Jessica Jackson Hutchins (b. 1971, Chicago, IL; lives and works in Portland, OR) has recently had solo exhibitions at Columbus College of Art and Design in Columbus, OH (2016); the Aldrich Contemporary Art Museum (2014); the Hepworth Wakefield Museum (2013); the Broad Art Museum in East Lansing, MI (2013); and the Institute of Contemporary Art in Boston, MA (2011). Significant group exhibitions include Makeshift at the John Michael Kohler Arts Center, where Hutchins first premiered her performance work; the 55th Venice Biennale, The Encyclopedic Palace (2013); and The Whitney Biennial (2010). Her work is included in the following public collections: the Museum of Modern Art, New York; the San Francisco Museum of Modern Art, San Francisco; the Museum of Contemporary Art, Chicago; the Brooklyn Museum, New York; the Hammer Museum, Los Angeles; the Margulies Collection, Miami; and the Portland Art Museum, Portland. Upcoming exhibitions include Ceramics in the Expanded Field at MASS MOCA and Working Thought at the Carnegie Museum of Art where she will debut a major new site specific glass installation. Hutchins holds a BA in Art History from Oberlin College and an MFA from the School of the Art Institute of Chicago.
In Hayley Barker’s paintings, the natural world is revealed in rhythmic dashes, acrobatic swirls, and dots of color that accumulate on the surface of the canvas in ecstatic yet peaceful, often contemplative renderings. Intuitive, feminine, spiritual, and mediumistic, Barker’s oil on linen works explore the ineffable between-spaces of space and time, figure and ground, interior and exterior, and dream and reality, dissolving their ostensible divisions amidst whorls of light, color, and shadow, and inviting viewers to modulate between and through what Barker describes as “spaces of passage.” In her newest work The Garden (for Sheridan), on view at Art Basel Miami Beach, a threshold looks out over a lush garden whose thick canopy encircles a distant light. The viewer is beckoned toward the light. The effect is that of a single electric moment suspended between the known and unknown, a pivot point around which an expansive and infinite potential is available.

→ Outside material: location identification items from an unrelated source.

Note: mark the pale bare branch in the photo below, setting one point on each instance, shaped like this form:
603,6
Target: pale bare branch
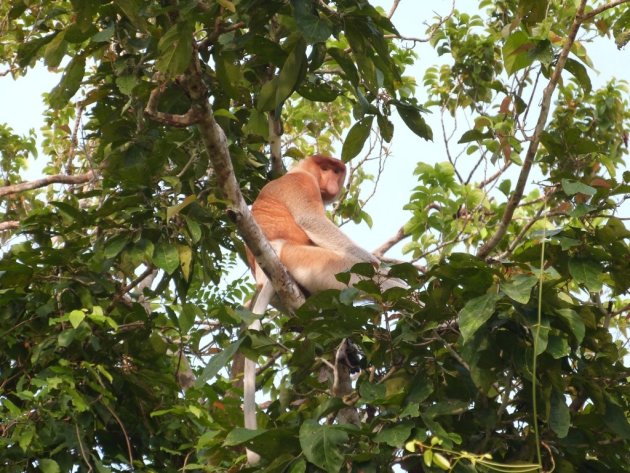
46,181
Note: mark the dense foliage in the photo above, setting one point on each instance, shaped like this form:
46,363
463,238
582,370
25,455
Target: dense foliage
509,346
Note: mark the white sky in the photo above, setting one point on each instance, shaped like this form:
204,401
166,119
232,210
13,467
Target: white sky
22,109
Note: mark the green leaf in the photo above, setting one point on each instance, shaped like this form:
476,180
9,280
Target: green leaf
581,75
218,362
321,445
318,91
48,466
575,322
166,257
519,287
314,28
474,135
175,49
346,64
240,435
69,83
356,138
475,313
559,415
131,9
56,50
616,420
395,436
185,260
574,187
516,52
176,209
277,90
386,127
412,118
104,35
187,317
76,317
115,245
586,272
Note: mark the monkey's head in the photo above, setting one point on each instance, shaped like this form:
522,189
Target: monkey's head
330,174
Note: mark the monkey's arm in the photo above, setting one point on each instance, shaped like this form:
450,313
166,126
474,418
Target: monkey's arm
326,234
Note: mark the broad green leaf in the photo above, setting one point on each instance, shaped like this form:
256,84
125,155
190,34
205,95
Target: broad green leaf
558,347
65,338
28,50
56,50
175,49
76,317
474,135
396,435
176,209
240,435
516,52
69,83
559,415
346,64
25,436
290,73
386,127
475,313
228,5
586,272
127,83
187,317
318,91
218,362
104,35
322,444
299,466
579,72
115,245
616,420
131,9
276,91
356,138
575,322
574,187
314,28
166,257
519,287
48,466
414,121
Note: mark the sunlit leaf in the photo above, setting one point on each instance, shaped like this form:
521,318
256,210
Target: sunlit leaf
475,313
321,445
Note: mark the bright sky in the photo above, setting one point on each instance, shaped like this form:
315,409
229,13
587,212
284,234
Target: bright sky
22,109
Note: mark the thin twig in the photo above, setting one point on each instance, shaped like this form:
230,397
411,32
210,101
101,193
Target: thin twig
45,181
125,434
516,196
9,225
385,247
596,11
82,449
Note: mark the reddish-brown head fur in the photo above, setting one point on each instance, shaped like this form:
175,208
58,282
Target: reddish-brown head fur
330,174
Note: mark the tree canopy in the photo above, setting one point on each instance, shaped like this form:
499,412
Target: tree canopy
122,294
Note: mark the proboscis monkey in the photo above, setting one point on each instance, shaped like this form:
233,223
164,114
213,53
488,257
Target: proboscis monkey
290,211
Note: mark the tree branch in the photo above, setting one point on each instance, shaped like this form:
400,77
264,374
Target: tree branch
215,142
385,247
275,145
45,181
545,105
9,225
597,11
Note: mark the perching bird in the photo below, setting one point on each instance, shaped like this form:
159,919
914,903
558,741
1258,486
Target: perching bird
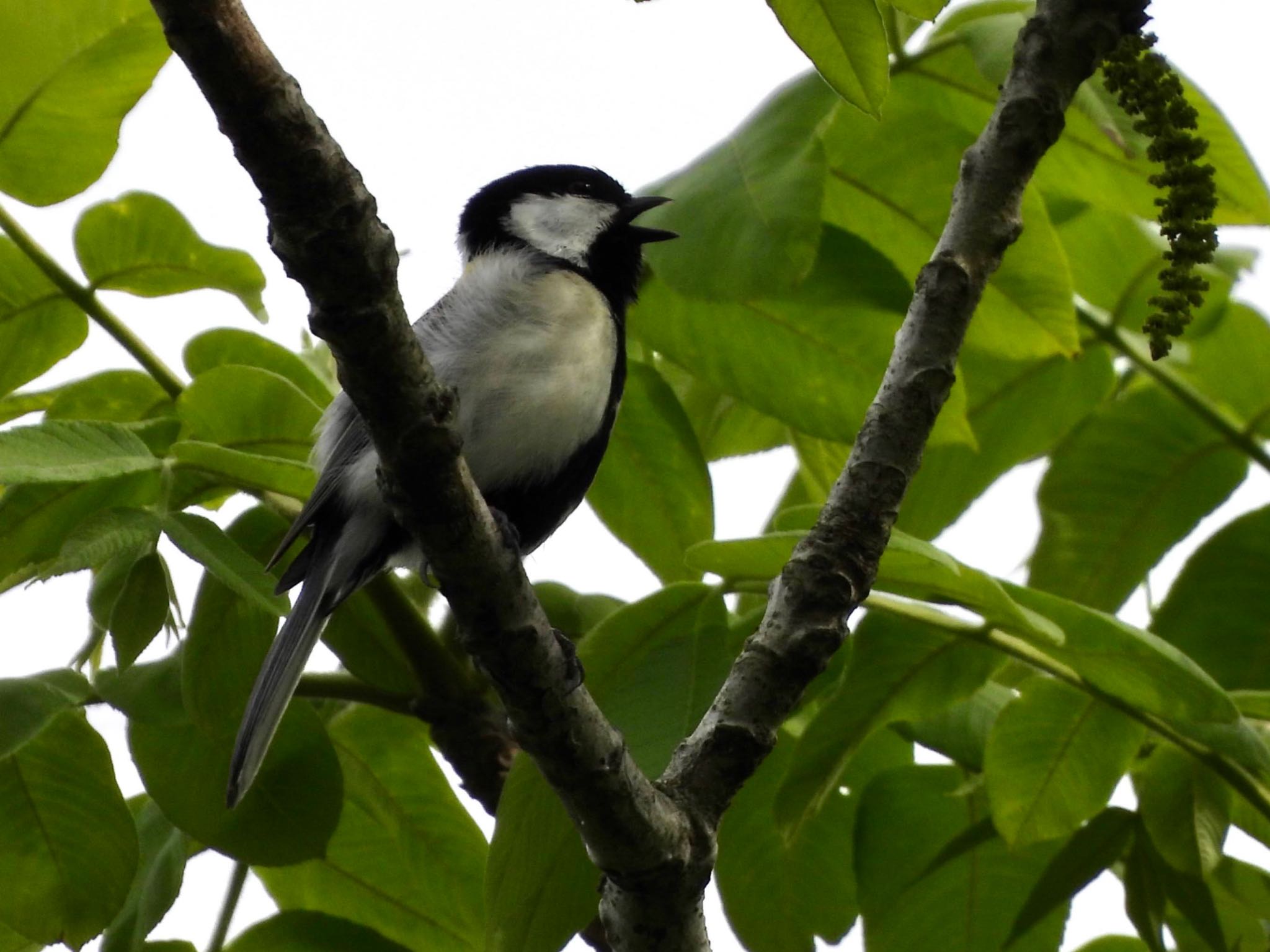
531,337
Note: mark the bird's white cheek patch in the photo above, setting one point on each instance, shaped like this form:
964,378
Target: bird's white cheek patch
563,226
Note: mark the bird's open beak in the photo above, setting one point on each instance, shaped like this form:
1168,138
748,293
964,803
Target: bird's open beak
637,207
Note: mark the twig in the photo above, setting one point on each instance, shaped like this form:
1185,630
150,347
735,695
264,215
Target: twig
833,567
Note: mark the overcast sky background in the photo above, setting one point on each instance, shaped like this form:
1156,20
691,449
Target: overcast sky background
433,100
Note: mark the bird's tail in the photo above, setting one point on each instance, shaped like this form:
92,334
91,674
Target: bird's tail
281,672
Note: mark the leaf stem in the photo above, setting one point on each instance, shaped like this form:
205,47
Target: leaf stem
91,305
1235,432
231,896
1248,786
346,687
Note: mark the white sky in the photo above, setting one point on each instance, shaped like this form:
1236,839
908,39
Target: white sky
433,100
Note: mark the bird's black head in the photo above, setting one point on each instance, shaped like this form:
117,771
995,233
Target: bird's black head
577,215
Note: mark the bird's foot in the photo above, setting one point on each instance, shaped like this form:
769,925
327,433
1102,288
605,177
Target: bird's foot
573,670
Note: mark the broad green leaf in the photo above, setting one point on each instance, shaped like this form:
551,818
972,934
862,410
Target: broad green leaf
249,471
724,425
748,211
206,543
407,860
961,731
907,818
833,336
1089,852
161,871
310,932
890,184
1054,757
1185,807
71,451
535,913
900,670
1127,485
763,876
572,612
653,489
71,75
1019,411
66,837
1215,610
910,566
38,327
653,667
100,537
141,608
921,9
122,396
141,244
846,42
1228,362
36,520
291,809
249,409
1130,664
1088,162
229,345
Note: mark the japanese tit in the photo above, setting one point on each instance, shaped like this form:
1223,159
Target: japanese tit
531,338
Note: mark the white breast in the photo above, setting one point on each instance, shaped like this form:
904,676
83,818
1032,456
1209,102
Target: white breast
531,355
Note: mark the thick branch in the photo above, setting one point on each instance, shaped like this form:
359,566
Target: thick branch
326,230
833,567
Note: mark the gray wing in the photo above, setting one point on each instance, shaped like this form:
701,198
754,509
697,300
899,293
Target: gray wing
342,442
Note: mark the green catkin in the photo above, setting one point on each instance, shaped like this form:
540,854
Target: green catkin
1150,89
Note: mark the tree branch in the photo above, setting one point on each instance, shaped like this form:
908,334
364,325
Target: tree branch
833,569
326,230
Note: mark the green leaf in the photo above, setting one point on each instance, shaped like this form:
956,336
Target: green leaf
122,396
407,860
961,731
1088,162
141,244
206,543
229,345
1019,411
921,9
249,409
653,667
68,839
535,913
66,83
1215,610
763,875
900,670
907,818
294,805
36,520
310,932
748,211
653,489
100,537
1089,852
889,183
1053,760
1127,485
71,451
1185,807
141,608
249,471
846,42
161,871
833,336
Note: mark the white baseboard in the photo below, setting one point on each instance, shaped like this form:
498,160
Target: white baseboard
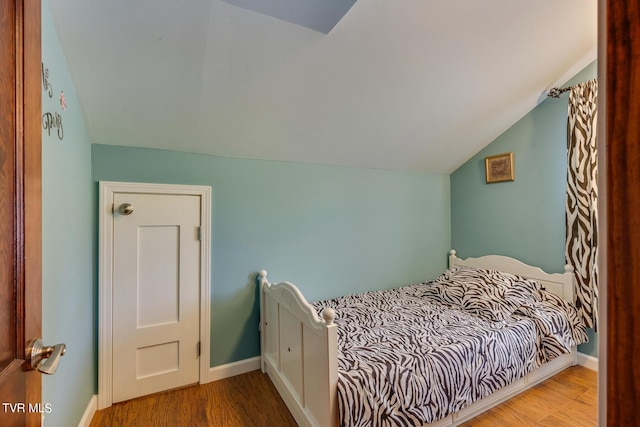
92,407
587,361
234,368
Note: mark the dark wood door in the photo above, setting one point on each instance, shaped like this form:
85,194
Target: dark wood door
20,209
623,211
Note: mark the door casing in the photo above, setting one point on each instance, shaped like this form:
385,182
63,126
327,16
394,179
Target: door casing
107,190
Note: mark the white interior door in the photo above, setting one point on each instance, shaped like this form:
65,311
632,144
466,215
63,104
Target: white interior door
156,292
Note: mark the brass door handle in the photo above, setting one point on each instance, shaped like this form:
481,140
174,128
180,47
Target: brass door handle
126,209
44,358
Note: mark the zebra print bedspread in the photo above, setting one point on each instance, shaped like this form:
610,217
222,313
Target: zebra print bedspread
412,355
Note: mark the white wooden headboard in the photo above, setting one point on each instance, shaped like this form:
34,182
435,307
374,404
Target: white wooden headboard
561,284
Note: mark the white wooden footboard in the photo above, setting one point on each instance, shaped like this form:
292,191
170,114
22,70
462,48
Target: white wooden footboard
299,353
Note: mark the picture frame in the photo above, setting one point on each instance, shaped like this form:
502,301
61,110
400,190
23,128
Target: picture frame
499,168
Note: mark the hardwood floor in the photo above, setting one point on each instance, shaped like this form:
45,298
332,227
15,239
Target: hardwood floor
567,399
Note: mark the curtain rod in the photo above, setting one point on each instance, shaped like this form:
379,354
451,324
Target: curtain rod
555,92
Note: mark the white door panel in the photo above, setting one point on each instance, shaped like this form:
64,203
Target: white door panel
156,291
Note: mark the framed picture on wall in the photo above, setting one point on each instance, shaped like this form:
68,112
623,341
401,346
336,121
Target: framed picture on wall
499,168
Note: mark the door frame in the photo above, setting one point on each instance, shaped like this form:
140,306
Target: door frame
105,275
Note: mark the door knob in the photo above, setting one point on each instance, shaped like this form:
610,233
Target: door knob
126,209
44,358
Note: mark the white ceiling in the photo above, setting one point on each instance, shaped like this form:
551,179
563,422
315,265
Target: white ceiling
415,85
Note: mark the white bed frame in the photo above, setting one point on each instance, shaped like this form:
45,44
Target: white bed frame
300,353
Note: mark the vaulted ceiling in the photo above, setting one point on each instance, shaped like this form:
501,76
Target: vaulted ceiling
414,85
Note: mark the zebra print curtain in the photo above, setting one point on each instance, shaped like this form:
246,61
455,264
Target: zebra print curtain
582,198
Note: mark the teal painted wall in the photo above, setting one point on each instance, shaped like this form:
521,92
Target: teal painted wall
68,255
330,230
524,218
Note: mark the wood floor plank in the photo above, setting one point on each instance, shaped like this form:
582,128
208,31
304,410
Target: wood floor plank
568,399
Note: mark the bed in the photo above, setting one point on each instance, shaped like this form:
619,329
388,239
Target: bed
323,376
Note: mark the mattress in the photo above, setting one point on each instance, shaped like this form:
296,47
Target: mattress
415,354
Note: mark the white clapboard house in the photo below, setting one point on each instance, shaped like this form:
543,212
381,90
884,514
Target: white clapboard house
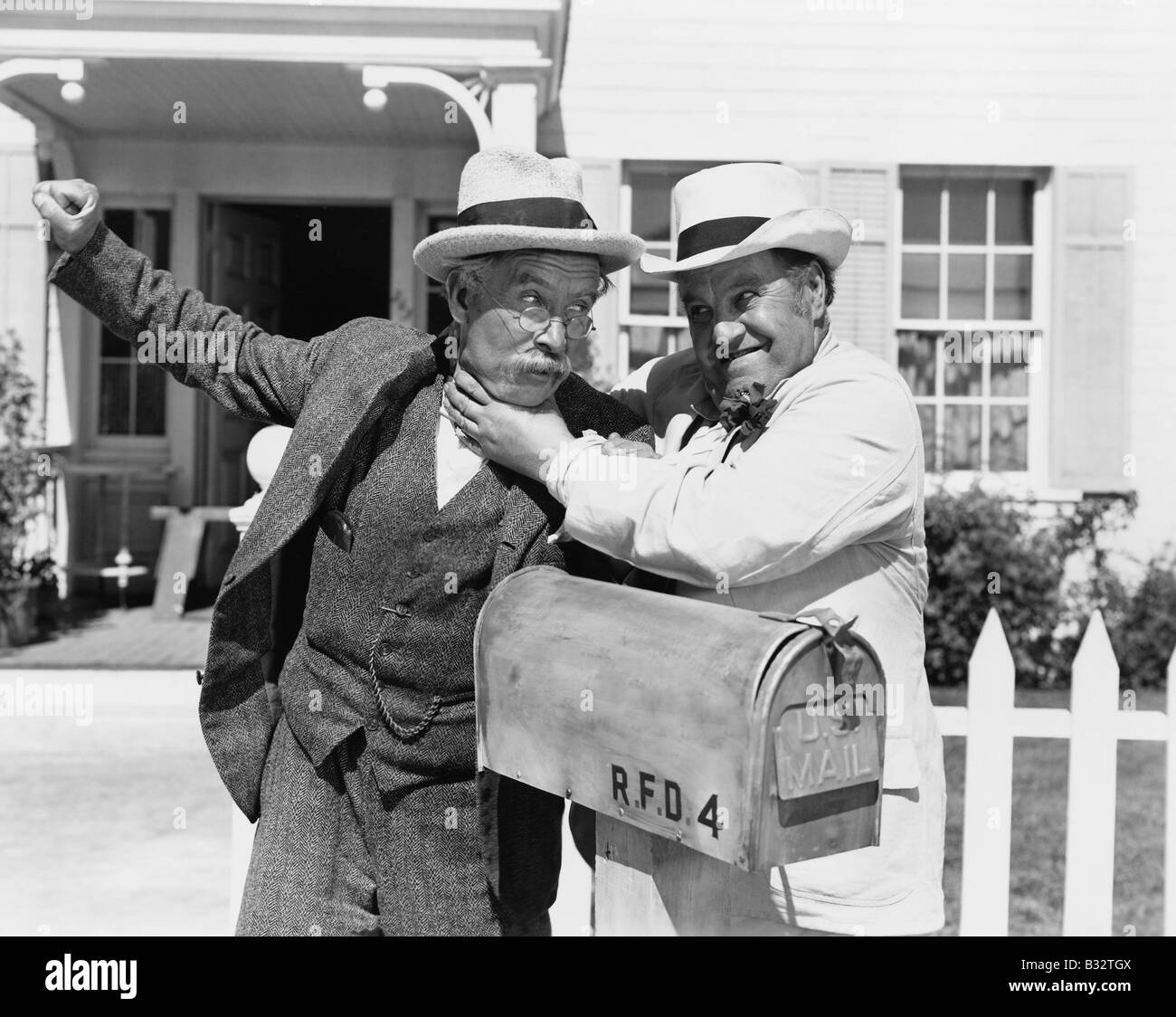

Hayley Barker, The Garden (for Sheridan), 2021
Hayley Barker (b. 1973, Portland, OR; lives and works in Los Angeles, CA) received her BA from the University of Oregon, and her MA & MFA in Intermedia from the University of Iowa. Her work has recently been featured in exhibitions at Shrine, New York, NY; La Loma Projects, Los Angeles, CA; Reyes Finn, Detroit,MI; and Gana Art, Seoul, South Korea.